Yes, this exists in my implementation as the export option "-tlscert".

>- A control that enables mapping between the client's TLS identity to a
>particular user identity that already exists on your server. The mapping
>should happen via NFSv4 id-mapping. Then the server can map both user-
>specific or client certificates to particular local user identities.
As above, I do not think user specific certificates is practical.
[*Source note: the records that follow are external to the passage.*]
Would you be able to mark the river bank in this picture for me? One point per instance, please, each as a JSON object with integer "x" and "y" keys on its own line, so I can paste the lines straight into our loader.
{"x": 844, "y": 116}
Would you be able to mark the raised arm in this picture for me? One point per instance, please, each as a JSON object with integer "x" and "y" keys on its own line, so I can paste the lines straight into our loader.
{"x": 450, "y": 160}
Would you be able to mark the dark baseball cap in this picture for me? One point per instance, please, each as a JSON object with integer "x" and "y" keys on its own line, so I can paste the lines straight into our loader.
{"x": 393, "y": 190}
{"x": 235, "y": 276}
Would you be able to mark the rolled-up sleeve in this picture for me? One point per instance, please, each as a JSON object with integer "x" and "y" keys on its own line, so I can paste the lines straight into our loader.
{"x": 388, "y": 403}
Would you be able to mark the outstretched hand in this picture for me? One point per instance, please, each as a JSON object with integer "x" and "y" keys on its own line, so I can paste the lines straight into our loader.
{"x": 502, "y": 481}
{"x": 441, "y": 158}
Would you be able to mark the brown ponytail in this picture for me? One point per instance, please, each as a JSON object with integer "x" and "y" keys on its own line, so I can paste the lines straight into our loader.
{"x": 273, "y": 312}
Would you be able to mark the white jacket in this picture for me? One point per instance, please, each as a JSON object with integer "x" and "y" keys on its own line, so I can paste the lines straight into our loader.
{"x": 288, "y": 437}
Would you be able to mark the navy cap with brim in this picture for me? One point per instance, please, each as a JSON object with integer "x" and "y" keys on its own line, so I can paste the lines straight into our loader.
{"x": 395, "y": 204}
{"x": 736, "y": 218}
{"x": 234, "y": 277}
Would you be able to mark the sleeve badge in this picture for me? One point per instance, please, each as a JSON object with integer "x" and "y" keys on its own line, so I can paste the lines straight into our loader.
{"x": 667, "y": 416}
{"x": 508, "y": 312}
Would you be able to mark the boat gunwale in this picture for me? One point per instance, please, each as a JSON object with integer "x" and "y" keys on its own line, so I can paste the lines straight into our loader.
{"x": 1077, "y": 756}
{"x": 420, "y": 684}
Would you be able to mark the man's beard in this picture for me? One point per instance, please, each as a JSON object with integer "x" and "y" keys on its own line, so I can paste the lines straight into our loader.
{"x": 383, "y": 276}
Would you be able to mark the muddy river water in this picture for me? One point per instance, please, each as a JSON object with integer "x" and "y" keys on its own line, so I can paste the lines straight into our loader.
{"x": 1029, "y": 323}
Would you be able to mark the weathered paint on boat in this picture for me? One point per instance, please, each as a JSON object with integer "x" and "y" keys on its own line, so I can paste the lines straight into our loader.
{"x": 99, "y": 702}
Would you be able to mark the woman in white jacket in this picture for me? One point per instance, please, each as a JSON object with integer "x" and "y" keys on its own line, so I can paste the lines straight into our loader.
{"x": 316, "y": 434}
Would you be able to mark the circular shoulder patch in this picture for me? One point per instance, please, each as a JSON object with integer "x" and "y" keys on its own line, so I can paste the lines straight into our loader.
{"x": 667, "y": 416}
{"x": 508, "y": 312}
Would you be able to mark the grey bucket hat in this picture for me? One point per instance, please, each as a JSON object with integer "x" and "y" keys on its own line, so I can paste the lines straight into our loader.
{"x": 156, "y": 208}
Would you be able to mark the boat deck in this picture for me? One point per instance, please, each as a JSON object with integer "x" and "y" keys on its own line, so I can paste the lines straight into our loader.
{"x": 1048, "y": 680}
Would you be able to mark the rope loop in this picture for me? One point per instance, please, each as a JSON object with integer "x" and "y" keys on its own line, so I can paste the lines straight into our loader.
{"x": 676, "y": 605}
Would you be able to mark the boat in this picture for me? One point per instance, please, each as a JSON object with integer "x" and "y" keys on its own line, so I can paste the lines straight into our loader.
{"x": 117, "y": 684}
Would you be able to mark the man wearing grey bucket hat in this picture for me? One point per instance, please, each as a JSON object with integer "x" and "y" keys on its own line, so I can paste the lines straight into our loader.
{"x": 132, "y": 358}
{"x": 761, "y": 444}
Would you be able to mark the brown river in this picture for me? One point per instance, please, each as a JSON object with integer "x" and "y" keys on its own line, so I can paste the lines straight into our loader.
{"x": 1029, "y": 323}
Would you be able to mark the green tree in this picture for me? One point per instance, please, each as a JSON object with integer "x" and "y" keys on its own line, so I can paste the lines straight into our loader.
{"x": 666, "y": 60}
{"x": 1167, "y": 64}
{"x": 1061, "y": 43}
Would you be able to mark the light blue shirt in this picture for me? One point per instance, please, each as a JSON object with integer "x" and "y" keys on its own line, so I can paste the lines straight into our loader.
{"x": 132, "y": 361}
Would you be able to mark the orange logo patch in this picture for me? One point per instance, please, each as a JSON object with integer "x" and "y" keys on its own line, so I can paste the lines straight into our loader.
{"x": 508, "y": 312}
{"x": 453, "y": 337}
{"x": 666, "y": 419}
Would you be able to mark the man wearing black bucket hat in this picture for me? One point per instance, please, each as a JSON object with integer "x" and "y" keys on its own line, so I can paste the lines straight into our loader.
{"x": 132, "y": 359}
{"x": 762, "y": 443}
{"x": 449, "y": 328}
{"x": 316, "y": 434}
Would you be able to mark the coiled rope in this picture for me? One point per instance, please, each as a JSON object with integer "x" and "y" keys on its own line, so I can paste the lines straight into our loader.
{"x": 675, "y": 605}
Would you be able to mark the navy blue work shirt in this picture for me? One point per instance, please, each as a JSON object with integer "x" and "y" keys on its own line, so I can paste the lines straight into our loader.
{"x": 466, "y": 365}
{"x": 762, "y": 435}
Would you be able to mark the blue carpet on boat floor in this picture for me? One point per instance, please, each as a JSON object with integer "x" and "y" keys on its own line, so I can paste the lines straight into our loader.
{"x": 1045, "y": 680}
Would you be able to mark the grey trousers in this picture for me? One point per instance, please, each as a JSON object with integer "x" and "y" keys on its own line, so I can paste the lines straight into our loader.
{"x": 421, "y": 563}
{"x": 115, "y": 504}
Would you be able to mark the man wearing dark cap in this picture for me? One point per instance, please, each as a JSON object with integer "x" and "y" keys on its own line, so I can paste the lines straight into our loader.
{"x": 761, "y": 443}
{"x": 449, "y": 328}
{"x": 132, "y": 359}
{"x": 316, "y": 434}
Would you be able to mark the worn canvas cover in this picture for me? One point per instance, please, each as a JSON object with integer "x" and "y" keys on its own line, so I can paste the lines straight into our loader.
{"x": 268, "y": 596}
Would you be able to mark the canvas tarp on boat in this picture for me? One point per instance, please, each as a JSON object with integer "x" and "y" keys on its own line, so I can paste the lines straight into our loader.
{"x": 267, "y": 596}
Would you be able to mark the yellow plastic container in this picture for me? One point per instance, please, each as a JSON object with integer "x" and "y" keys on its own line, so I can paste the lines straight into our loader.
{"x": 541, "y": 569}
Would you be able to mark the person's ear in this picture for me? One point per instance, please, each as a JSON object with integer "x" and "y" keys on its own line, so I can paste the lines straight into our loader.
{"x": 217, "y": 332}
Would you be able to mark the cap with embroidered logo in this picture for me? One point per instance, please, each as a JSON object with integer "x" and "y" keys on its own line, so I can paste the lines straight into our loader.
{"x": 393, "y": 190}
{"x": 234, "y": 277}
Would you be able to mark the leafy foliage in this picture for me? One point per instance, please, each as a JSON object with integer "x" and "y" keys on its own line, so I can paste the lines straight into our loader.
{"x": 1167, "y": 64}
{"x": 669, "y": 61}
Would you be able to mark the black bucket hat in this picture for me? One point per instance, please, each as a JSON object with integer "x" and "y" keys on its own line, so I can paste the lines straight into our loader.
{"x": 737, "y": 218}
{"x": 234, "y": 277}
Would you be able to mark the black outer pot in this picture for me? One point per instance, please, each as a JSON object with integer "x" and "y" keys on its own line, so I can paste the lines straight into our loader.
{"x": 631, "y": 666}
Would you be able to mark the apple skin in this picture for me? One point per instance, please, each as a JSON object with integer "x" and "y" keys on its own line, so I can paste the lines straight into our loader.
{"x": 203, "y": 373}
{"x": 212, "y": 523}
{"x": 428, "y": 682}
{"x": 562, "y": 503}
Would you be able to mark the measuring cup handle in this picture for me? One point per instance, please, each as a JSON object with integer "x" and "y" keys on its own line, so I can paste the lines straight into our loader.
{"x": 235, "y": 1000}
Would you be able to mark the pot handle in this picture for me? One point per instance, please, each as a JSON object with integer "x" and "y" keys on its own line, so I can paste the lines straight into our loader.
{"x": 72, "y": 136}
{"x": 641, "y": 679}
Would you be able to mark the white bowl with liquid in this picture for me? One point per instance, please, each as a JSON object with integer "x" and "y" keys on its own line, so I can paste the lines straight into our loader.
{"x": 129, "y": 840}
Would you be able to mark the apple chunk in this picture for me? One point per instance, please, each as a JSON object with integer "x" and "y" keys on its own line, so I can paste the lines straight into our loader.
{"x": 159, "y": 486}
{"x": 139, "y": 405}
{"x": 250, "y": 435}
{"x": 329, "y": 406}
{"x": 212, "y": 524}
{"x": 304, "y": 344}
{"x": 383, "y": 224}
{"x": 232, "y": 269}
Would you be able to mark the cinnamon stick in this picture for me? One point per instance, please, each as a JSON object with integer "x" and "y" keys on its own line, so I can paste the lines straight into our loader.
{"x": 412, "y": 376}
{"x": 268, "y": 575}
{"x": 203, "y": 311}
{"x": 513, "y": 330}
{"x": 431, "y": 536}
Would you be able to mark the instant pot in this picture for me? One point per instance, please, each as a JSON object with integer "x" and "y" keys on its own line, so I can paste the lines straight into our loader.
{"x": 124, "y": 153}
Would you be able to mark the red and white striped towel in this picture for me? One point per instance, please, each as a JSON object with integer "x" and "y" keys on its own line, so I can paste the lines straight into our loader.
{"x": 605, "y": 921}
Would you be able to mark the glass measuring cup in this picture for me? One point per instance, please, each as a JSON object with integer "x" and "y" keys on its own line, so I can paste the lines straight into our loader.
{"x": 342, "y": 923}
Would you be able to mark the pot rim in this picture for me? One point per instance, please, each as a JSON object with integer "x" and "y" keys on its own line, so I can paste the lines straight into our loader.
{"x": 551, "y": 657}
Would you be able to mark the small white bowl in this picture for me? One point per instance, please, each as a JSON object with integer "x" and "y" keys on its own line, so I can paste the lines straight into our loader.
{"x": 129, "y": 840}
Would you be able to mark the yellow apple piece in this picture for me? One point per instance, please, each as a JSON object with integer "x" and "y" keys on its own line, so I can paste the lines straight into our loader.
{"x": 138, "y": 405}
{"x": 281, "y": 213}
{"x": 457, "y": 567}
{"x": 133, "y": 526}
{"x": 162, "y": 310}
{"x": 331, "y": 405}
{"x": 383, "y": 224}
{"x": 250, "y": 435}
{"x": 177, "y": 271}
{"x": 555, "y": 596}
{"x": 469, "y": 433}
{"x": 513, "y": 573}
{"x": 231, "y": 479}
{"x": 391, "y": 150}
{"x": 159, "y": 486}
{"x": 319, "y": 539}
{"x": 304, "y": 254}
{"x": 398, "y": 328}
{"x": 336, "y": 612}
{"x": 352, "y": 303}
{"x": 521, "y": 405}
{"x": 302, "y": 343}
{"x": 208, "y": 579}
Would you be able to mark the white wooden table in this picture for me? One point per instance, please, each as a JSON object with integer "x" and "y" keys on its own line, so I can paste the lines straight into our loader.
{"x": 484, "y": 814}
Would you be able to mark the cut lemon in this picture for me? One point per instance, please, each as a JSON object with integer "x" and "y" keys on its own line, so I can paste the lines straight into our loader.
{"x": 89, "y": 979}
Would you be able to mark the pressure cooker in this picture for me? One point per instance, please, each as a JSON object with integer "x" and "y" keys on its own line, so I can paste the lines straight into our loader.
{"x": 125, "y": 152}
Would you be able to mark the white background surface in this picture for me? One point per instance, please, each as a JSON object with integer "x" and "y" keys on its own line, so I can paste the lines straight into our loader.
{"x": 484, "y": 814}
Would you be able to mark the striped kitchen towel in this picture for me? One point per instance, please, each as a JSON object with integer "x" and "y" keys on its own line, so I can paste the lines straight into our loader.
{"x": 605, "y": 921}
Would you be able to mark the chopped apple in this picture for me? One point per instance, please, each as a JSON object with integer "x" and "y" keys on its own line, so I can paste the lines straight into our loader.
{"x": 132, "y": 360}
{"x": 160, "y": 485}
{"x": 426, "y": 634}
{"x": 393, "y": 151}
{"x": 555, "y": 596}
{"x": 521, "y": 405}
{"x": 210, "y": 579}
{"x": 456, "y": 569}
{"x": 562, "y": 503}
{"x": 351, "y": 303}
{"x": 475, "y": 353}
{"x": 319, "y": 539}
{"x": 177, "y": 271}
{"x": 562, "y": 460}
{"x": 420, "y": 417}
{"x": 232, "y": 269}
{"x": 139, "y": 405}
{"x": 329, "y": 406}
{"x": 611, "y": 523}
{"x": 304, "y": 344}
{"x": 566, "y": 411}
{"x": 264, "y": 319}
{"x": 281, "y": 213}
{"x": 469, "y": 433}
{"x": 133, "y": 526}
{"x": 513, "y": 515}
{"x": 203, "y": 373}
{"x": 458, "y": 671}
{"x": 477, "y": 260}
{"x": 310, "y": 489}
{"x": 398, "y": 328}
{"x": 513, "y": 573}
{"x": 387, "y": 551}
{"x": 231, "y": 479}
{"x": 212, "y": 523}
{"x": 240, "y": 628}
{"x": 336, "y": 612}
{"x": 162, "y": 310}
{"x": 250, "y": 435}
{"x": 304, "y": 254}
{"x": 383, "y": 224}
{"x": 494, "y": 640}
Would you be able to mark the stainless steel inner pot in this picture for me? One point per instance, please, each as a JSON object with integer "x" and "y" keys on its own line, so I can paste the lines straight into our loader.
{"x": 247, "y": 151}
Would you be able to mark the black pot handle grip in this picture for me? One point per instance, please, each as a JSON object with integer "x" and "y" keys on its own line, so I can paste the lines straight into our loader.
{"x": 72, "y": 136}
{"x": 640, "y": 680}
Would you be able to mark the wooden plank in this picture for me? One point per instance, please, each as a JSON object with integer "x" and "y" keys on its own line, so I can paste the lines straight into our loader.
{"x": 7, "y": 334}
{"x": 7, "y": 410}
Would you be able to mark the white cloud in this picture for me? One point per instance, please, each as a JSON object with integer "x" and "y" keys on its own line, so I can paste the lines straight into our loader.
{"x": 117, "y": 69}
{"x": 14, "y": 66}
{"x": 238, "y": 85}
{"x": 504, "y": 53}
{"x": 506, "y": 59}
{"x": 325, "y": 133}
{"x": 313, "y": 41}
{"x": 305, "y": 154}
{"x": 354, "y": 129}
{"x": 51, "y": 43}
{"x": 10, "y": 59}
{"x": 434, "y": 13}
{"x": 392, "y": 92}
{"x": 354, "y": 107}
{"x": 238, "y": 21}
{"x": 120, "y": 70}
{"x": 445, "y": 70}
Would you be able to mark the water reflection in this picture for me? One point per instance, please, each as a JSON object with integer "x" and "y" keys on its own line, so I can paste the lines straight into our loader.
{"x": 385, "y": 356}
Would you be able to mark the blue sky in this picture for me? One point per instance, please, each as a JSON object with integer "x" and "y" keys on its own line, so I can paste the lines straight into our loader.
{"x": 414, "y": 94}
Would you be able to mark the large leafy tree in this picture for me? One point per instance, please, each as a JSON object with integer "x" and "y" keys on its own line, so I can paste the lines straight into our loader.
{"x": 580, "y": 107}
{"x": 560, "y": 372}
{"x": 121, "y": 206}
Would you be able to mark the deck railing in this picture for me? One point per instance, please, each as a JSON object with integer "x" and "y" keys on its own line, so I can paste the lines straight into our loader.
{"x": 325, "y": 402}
(Of course, feel free to prove me wrong;-)

>
>It's significantly more secure if the server is pre-configured with
>known user/client identities. Then, if the server does not recognize a
>client's certificate, it rejects the attempt to establish a TLS
>session.
I also have the "-h" option on the server side TLS handshake daemon,
which states that the client's certificate must have a DNS name that
matches the reverse DNS name for the client's IP address.
--> This is on the daemon and not in exports, since for this case,
      the IP address presented by the client is not trusted and, as such,
      the exports file cannot be applied to it until it has passed this
      requirement. (With "-h" it follows RFC 6125 style verification, but
      for on the server for a client certificate and not the other way around.)